For the upcoming EuroCosplay Championships, taking place in London later this month, French cosplayer Livanart decided to create an elaborate costume based on Pyke from League of Legends. Livanart is a white French woman, while Pyke is “a black guy from Bilgewater.”
Livanart had obviously worked on the outfit for a long time (she even won the French Cosplay Cup earlier this year with it), and had impressed judges enough that she was selected as one of 25 finalists for the competition. Yet last week, with the championships only two weeks away, Livanart was told by organizers that, following complaints, her cosplay would not not be allowed to participate.
Those concerns were based on the fact some saw her cosplay as an example of blackface, given her skin color vs that of the character she was portraying. While she hasn’t been banned from the competition—organizers say they are “currently looking into alternative options that allow [her] to still compete”—the timing of the decision has had largely the same effect, since it’s too late to create another costume with that much work involved.
Had Livanart simply painted her skin black, she wouldn’t have made the finals of the competition and we wouldn’t be having this discussion. The timing of Livanart’s sanction, however, coupled with the nature of the cosplay and its prominence as part of a big contest, has led to a more complicated situation, one that has split opinions in the cosplay community.

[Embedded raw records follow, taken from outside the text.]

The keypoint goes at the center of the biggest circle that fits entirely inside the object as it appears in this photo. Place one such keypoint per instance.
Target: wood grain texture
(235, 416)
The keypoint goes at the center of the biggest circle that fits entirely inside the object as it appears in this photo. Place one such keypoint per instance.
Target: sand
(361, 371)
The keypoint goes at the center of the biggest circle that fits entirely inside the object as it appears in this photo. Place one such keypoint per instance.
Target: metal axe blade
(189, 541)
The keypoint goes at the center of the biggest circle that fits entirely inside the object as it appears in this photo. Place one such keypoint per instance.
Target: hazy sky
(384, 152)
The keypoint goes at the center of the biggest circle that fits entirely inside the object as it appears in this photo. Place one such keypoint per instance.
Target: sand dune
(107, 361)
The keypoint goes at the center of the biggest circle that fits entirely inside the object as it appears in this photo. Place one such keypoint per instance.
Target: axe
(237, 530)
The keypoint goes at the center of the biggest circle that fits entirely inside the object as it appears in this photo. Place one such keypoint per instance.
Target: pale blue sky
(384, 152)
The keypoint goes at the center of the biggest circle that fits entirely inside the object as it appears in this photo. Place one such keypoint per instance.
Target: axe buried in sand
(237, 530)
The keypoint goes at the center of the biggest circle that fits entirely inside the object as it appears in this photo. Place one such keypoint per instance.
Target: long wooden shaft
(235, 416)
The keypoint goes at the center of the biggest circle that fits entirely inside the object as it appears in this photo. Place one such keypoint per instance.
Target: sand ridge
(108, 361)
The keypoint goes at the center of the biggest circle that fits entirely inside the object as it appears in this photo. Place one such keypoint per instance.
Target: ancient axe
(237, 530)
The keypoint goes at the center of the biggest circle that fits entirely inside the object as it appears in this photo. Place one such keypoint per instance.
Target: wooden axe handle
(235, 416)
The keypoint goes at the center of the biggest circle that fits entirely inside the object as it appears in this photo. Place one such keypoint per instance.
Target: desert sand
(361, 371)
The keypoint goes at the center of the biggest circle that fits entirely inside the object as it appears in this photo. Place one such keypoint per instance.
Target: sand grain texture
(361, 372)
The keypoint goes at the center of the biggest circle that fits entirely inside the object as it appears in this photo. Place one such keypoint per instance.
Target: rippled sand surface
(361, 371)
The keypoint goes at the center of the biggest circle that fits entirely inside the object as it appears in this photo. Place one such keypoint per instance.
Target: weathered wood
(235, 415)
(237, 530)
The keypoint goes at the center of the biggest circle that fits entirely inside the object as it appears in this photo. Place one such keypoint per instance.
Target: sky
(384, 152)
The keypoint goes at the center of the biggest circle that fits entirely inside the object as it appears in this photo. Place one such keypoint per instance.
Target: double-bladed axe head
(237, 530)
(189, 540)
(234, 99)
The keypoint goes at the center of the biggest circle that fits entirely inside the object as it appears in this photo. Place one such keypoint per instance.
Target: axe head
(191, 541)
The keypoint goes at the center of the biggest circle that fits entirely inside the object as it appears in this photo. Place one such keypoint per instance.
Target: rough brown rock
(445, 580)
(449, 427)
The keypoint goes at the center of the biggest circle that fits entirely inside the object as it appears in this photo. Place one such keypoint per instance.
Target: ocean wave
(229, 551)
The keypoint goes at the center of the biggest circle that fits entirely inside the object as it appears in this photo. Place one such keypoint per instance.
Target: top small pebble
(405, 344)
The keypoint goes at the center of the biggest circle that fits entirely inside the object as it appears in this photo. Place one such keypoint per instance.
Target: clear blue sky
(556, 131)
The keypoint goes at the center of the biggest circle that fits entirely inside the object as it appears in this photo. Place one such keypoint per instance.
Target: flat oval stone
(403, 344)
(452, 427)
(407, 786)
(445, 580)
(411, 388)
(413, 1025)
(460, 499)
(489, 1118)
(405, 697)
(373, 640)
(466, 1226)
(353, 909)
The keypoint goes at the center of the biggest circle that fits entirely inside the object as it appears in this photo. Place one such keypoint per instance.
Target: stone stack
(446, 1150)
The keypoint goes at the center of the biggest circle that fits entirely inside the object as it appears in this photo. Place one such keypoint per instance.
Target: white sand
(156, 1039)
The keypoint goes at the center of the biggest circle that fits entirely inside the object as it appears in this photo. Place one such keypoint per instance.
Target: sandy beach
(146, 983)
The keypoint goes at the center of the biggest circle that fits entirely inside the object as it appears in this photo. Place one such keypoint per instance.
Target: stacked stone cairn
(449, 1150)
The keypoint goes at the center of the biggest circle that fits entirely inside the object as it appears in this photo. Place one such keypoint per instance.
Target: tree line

While Livanart is dressed as a black character with black skin, she hasn’t applied make-up or paint; her transformation into Pyke is achieved through the wearing of a prosthetic suit. Critics see this as a loophole and believe that the same intent as blackface—to alter your skin color to match that of a black person, a practice with a terrible past—is still present in the cosplay.
Those rushing to Livanart’s defense, meanwhile, say that because her suit is a faithful recreation of the character’s likeness, it’s an act of tribute, not caricature. They also argue that because it’s a suit it’s not blackface, and that as the popular cosplay refrain goes, everyone should be free to cosplay as whoever they want, regardless of the color of their skin (even if this is a distortion of that call’s original intent, which was to encourage people of color to cosplay as white characters without having to face constant racist abuse).
In support of Livanart’s position, another finalist, JustJay from the Czech Republic, has withdrawn from the competition.
The whole thing has been one giant mess, from the response by European cosplayers and fans unfamiliar with blackface’s nuance and unwilling to listen to other’s views on the subject—Livanart herself says in this Facebook video that she spoke with “some black people” while making the suit, heard their concerns then went and did it anyway—to the organizer’s timing causing this to become news in the first place.
At least EuroCosplay is now looking at ways to avoid this in the future, by being more explicit in spelling out the rules of entry into the contest.